This repository consists of python codes for sentence classification inspired by this paper, which describes how to build a sentence classifier using Convolutional Neural Network. Also, this article well describes about detail of how it works.
- Python2.7 or higher
- Numpy
- Keras w/ backend (Theano or/and Tensorflow)
- Deeplearning Assistant
Since this code is implemented based on Keras, you need install Keras before running. Also, it uses my code from aother repository to replace typical part of deep learning training implementation. So, you can figure out that there are import for deeplearning_assistant repository codes. Thus, you also need to pull the repository before using it.
- It needs pre-trained word embedding vector to represent a sentence as an input for neural network. So, you need to get it before you run. I recommend to use Gensim Word2vec library to get vectors, which is one of easiest and trustful library for Word2vec.

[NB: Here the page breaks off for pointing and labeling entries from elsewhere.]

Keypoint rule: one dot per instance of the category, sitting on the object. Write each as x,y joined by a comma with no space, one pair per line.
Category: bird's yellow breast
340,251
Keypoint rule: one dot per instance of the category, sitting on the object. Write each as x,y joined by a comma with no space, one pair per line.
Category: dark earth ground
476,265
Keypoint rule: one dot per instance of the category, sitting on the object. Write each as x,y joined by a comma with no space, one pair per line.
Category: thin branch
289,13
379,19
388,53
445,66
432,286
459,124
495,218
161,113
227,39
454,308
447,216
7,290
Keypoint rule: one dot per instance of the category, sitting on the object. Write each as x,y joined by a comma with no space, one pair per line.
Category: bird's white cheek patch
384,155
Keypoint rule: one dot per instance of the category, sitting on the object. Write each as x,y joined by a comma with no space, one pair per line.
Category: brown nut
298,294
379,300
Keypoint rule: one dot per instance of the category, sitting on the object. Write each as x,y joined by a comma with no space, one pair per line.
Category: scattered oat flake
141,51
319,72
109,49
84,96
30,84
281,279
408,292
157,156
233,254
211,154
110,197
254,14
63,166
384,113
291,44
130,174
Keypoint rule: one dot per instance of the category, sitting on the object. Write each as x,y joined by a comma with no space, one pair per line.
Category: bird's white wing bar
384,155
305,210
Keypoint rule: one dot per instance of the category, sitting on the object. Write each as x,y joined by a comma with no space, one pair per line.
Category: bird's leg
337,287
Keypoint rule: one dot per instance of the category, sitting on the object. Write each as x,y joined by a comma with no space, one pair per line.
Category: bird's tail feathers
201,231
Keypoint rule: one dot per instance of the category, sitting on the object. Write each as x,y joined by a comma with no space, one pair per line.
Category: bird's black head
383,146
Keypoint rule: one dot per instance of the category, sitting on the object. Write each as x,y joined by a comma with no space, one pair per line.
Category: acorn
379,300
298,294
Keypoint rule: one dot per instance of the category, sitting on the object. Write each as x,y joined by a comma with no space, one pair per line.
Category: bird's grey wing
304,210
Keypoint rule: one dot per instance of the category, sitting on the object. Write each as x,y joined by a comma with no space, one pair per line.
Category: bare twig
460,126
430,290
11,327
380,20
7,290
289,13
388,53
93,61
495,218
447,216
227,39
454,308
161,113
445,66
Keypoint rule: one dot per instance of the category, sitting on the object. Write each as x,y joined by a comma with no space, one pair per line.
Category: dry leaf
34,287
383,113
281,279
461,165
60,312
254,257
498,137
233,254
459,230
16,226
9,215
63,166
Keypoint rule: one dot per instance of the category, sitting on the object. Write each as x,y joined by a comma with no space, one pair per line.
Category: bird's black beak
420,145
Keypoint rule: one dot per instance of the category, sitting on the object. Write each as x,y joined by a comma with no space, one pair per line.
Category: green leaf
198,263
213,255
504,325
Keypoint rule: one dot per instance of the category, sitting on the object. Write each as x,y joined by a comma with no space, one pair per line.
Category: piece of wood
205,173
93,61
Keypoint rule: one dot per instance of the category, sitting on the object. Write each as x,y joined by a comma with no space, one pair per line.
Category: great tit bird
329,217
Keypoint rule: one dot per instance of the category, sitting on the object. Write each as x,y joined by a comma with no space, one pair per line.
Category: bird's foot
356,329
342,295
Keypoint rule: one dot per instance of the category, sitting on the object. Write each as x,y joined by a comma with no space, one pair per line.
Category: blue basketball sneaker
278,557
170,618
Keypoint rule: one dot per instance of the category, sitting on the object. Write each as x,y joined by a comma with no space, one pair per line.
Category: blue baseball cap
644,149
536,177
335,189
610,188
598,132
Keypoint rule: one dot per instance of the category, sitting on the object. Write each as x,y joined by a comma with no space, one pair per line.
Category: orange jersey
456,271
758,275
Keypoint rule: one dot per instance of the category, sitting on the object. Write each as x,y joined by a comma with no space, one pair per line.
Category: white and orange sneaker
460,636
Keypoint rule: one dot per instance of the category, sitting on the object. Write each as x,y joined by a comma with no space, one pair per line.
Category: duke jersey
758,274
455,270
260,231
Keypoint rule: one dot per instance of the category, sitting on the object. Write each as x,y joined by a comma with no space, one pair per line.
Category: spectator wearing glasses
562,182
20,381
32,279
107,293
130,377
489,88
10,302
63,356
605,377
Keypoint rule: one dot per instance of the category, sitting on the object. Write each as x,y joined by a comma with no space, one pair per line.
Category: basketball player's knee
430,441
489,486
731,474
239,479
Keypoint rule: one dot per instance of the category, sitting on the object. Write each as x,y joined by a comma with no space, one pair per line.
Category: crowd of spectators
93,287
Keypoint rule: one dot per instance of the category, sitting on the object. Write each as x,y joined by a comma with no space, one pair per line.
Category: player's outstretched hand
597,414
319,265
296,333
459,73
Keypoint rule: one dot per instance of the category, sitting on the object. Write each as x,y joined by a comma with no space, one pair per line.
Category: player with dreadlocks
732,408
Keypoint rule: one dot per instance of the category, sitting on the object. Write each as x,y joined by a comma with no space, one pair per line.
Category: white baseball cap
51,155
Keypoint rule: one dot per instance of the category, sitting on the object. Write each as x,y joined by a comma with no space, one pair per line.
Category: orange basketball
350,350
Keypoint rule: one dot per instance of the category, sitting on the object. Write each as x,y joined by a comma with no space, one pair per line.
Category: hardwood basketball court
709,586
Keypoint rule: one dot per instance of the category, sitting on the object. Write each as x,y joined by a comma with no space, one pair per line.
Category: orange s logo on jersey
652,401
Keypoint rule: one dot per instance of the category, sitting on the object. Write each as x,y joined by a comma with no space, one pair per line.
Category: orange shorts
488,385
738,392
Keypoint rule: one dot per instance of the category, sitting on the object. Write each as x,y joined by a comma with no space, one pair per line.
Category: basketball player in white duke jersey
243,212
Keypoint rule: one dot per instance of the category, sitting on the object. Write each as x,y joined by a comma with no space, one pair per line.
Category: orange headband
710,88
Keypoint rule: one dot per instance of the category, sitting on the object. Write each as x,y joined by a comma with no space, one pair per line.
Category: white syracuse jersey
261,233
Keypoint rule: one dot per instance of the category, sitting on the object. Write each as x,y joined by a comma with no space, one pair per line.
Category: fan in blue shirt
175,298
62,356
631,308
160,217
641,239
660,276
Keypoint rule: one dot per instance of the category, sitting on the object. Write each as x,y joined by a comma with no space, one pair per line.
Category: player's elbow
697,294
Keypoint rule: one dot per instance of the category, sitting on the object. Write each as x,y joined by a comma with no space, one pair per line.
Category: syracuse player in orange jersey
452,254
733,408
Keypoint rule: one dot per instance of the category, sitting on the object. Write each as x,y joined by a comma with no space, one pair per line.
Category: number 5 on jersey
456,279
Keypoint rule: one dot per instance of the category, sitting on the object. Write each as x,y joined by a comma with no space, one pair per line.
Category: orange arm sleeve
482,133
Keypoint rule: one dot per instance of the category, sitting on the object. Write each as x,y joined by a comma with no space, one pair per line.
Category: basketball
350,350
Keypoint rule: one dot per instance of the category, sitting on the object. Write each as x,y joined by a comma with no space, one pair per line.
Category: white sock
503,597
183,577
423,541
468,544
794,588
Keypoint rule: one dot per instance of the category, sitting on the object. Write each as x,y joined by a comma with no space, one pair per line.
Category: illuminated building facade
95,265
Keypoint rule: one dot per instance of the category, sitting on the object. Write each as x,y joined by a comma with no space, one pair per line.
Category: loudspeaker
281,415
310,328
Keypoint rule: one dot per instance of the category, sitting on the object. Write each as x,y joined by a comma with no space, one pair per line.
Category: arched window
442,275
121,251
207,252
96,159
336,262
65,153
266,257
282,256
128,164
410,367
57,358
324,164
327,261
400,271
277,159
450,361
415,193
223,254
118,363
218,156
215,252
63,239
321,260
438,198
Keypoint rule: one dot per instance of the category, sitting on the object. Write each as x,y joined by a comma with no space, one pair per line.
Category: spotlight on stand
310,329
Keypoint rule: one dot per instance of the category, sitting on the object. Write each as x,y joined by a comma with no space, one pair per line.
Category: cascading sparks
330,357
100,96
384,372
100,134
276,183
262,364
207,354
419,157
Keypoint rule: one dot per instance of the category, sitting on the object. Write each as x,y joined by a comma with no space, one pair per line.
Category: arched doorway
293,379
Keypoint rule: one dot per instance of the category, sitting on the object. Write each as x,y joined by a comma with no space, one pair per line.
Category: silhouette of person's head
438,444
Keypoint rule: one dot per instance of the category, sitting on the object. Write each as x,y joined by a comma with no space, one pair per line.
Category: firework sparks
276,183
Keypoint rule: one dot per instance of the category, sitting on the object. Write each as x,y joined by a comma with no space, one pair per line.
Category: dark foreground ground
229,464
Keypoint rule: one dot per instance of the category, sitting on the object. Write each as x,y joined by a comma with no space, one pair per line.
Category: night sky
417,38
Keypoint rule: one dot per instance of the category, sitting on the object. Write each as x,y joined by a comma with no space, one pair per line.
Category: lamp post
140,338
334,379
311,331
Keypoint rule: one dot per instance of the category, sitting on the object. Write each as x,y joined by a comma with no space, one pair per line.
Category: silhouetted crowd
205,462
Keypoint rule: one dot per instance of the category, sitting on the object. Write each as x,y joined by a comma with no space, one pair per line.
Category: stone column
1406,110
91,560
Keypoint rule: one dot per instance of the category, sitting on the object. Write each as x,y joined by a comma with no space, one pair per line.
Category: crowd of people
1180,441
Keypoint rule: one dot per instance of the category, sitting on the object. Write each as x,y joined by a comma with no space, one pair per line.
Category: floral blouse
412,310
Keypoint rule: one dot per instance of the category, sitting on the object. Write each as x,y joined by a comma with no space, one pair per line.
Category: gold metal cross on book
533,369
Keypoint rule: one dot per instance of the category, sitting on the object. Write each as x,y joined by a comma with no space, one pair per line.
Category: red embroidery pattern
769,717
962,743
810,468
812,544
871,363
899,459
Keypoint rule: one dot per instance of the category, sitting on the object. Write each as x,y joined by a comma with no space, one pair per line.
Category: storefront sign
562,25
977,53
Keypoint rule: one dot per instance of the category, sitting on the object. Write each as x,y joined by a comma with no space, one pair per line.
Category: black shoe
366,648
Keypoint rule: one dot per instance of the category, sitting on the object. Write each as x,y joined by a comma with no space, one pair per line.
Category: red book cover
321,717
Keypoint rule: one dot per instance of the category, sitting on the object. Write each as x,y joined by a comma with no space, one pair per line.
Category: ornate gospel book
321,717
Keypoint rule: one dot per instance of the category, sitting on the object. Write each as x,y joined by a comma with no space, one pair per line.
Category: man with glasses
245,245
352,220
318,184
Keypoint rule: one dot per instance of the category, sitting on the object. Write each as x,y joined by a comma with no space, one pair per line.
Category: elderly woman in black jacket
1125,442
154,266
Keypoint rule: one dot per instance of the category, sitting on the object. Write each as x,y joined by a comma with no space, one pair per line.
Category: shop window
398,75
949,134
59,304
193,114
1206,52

- Word vector has 200 dimensions. Of course, you can add channels or replace Word2vec vectors using other ways, such as GloVe.
- The size and number of convolutional filter is differ from the paper, and you can change it easily. You will find out that you need to vary it depends on the Corpus to classify.
- Stride (subsampling) is applied for filters for 2 words. So, we can extract a tuple of words which has long distances in a sentence.
- For example, if we have a sentence "I like red and fresh apple.", we can extract (like, apple) tuple using stride with skipping "red and fresh". It might be possible to extract similar pattern using longer filter, but it must be more difficult than this way.
After solve the dependency, which is described above, you need to modify word_vector_iterator.py to read a data properly, unless you use example data, which is included. The example data is crawled from Clien, and classification task is predicting a proper board topic using a title of post. I've got 78% accuracy for predicting best 1 class for 10 classes (board topics). Also, I've got over 90% for sentiment analysis (predict 1 out of 3) of TMON's product reviews (which is not included in this repos).